Trump Declares War on [Checks Notes] Planes
The president is finally taking a stand against those egghead nerds ruining the aviation industry
President Trump has some bold thoughts on airplane technology.
"Airplanes are becoming far too complex to fly," the president tweeted Tuesday morning. "Pilots are no longer needed, but rather computer scientists from MIT. I see it all the time in many products. Always seeking to go one unnecessary step further, when often old and simpler is far better. Split second decisions are … needed, and the complexity creates danger. All of this for great cost yet very little gain. I don't know about you, but I don't want Albert Einstein to be my pilot. I want great flying professionals that are allowed to easily and quickly take control of a plane!"
So, what's going on here?
Trump is responding to news that several nations, most recently the United Kingdom, have banned the Boeing 737 Max 8 in the wake of Ethiopian Airlines Flight 302's crash on Sunday, which killed all 157 people on board. In October, another 737 Max 8, Lion Air Flight 610, crashed in Indonesia, killing all 189 passengers. Though the 737 is one of Boeing's most popular planes, the Max 8 has a bigger engine that changes how the aircraft handles, according to Air Current. When being flown manually, the nose of the plane can tend to tilt upward, which can cause it to stall, so the Max 8 features an automated system, the Maneuvering Characteristics Augmentation System, to "trim the nose stabilizer down." Lion Air Flight 610 reportedly crashed in October because a faulty MCAS caused the nose of the plane to point downward, and the pilots were unable to override the system. It's still unknown what exactly caused the crash of Ethiopia Airlines Flight 302 on Sunday.

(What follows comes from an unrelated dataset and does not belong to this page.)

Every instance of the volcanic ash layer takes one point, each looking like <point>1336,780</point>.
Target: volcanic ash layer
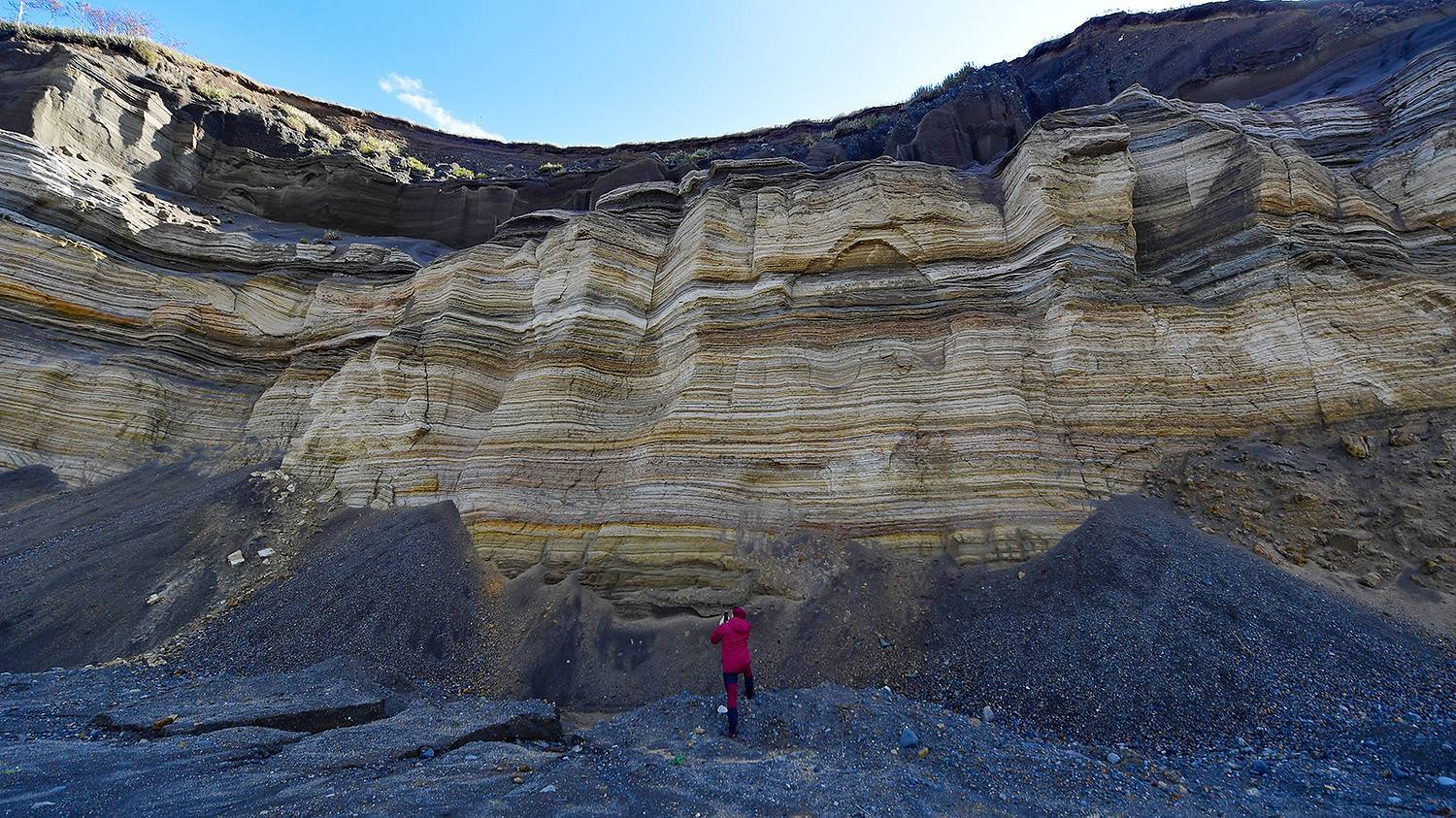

Not everyone is happy that the plane has yet to be grounded in the United States. "Until the cause of the crash is known and it's clear that similar risks aren't present in the domestic fleet, I believe all Boeing 737 Max 8 series aircraft operating in the United States should be temporarily grounded," Sen. Dianne Feinstein (D-CA) said in a statement. "Out of an abundance of caution for the flying public, the @FAANews should ground the 737 MAX 8 until we investigate the causes of recent crashes and ensure the plane's airworthiness," Sen. Mitt Romney (R-UT) added on Twitter.
The Federal Aviation Administration said on Monday that it is still investigating what caused Ethiopian Airlines Flight 302 to crash.